As Disque noted, the pandemic has shown the B2B industry that when we’re no longer able to change the situation at hand, we’re forced to make changes.
“This past year has refocused a lot of businesses to evaluate legacy processes that they’ve had in place and to establish digitized processes,” he said.
We still process millions of paper checks in the U.S. alone, and that’s got to change. Mussio said there has been more demand for automated payables, a functionality that has topped the list for many treasurers and chief financial officers.
But as Anderson noted, in the bid to automate AP processes, bank-FinTech collaborations need someone in the middle; the network is the ingredient that gets the “one plus one” to equal three.
“We’ve obviously built a network around cards, but we’re also building a network around AP and AR” through efforts such as Mastercard Track, he told the group, directly enabling collaborative commerce between accounts at scale across common rails.
We live in a world, after all, where B2B payments can be complex, and depending on the vendors and verticals, they can range from small-dollar, high-volume transactions (like pens) to millions of dollars paid for steel measured in tons.
Connectivity and transparency also enable payments choice, which can cement the relationship between buyers and receivers, with flexibility on terms. CSI’s Disque said firms such as his own serve to integrate payables, connect enterprise resource planning (ERP) systems with banks and deploy automation tools that optimize, auto-decision and route payments.
“When you can put a platform in place that guarantees the rules are going to be adhered to, then you’ve got a lot of trust and confidence in that system,” Disque told Webster.
Rules and logic, along with integrated flows, mean corporates don’t have to manage checks with one process, ACH payments with a second process (and reconciliation effort), and virtual cards with yet a third set of functions. Different industries have different ERPs, said Disque, and have far-flung vendor databases with a range of accounts and profit and loss (P&L) statements.
Partnerships between FIs and FinTechs can provide one technology interface to load payments, load invoices and get payments out the door, and to then ensure that suppliers are receiving payments in the way they choose. Decentralized processes, in other words, converge toward centralization and efficiency.
The Demographic Shift
The pivot toward automation will also get a tailwind from changing demographics, said the panelists, as we move away from the $20 trillion in checks that flow between firms on an annual basis. Younger generations are more tech-savvy, and as they become a larger portion of the workforce, they will displace the checks.
It may take a while, as baby boomers are extending their careers.
But as Anderson noted, consumer behavior (where so much is done online and even contactless) winds up informing corporate behavior — and switching toward digital payments (and automation) is an inexorable trend. That’s especially true as we simply cannot get to the (literal) office to get those checks processed and out the door or to the bank.

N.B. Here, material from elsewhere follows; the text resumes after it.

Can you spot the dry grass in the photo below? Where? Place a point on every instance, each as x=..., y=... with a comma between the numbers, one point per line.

The tech deployments are getting easier, too, said Anderson, as the cloud is a “huge game-changer” that will make corporates (especially smaller ones) realize just how friction-filled collecting data and printing out checks really is.

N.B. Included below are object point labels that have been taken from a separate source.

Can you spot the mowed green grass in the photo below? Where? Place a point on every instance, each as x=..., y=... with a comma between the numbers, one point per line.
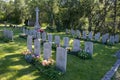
x=14, y=67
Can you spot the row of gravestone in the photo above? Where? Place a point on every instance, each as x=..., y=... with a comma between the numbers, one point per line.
x=106, y=38
x=8, y=34
x=61, y=53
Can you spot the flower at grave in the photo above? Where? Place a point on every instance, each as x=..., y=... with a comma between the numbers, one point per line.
x=26, y=52
x=36, y=57
x=44, y=63
x=48, y=62
x=40, y=30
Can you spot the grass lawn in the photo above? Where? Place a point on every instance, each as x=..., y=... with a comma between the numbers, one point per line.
x=14, y=67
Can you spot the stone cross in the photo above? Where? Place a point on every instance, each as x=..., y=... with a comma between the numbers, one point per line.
x=61, y=59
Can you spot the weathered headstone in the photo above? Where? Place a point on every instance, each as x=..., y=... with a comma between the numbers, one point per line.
x=89, y=48
x=66, y=42
x=37, y=47
x=29, y=43
x=90, y=35
x=78, y=33
x=61, y=59
x=57, y=40
x=44, y=36
x=84, y=35
x=47, y=50
x=49, y=37
x=76, y=45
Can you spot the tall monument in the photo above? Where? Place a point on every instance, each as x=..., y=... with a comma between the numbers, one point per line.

As noted during the discussion: Efficiency is one thing, but efficiency in the service of better managing working capital is what truly gets executives’ and accounts payable teams’ attention.

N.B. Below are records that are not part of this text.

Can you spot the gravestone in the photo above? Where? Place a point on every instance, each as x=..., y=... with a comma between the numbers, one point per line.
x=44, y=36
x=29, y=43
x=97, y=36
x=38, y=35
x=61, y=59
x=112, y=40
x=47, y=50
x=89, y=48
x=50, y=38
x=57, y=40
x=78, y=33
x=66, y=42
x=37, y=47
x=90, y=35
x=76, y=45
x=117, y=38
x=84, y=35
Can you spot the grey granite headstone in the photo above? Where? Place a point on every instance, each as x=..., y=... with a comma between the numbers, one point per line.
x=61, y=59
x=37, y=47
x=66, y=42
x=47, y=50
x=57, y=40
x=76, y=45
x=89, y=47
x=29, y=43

“Why not leverage the cloud to connect to the bank, to send the information and the money to the other party?” Anderson asked.
Looking ahead, we may look to the age of COVID-19 as the age of collaboration in B2B, with the greatest benefits accruing to enterprise clients.
“They know there are solutions provided by FinTech, but they want to do business with their trusted partners — and these are the banks,” said Fracchia. “So, the ideal marriage, in a way, is to have their trusted partners, the banks, partner with FinTechs.”